Roald Dahl's family has launched an €600,000 campaign to relocate the garden hut where the British children's author created classics including Charlie and the Chocolate Factory and James and the Giant Peach.
Dahl, who died in 1990 aged 74, would go from his home in Great Missenden, northwest of London, to the hut in his garden every day for 30 years.
No one else was allowed into the small outbuilding, built in the 1950s from a single layer of bricks.
Dahl's grandson Luke Kelly came up with the idea to relocate the interior of the hut and its contents, including the author's own hip bone, to the Roald Dahl Museum and Story Centre close to the family home.
The relocation is estimated to cost around £500,000 (€579,000) organisers said today. They hope to install the hut's interior and open it to the public by March 2012.
"When my grandfather died he left in his wake an aching gap, but also a palpable magic and limitless imagination, which is not exclusive to my family," said author and former model Sophie Dahl, the author's granddaughter.
"It is now time for us to save the hut, but even more importantly, to share it." There has been some skeptical reaction to the Dahl family's fundraising campaign on micro-blogging site Twitter.

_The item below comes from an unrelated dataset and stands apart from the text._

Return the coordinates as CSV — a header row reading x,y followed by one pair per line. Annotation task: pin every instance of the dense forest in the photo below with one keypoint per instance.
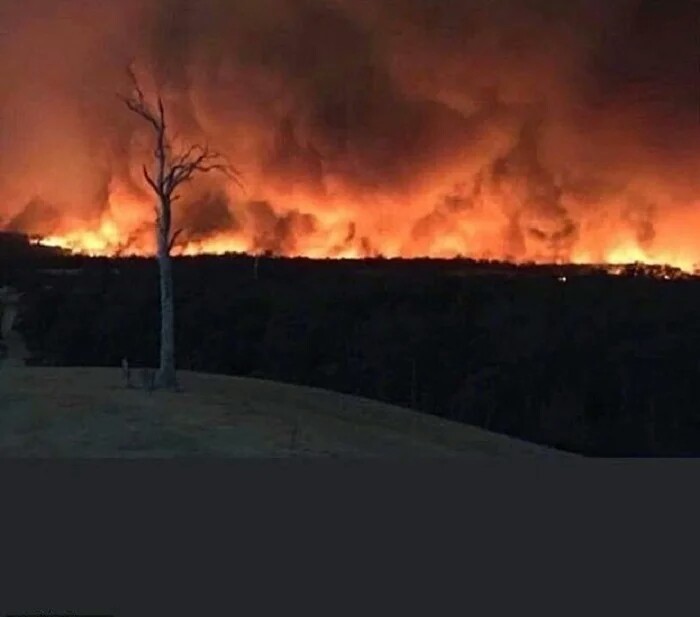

"Stella McCartney to appeal to taxpayers for money to restring her father's Hohner Bass guitar," wrote journalist Misha Glenny, in a gentle dig at the campaign.
Another Twitter message dubbed Sophie Dahl the Big Stingy Giant, a play on the title of one of her grandfather's classics "The BFG" (The Big Friendly Giant).
The press release on Roald Dahl's website said that the family "had done its utmost to safeguard the hut", which is now in a state of disrepair.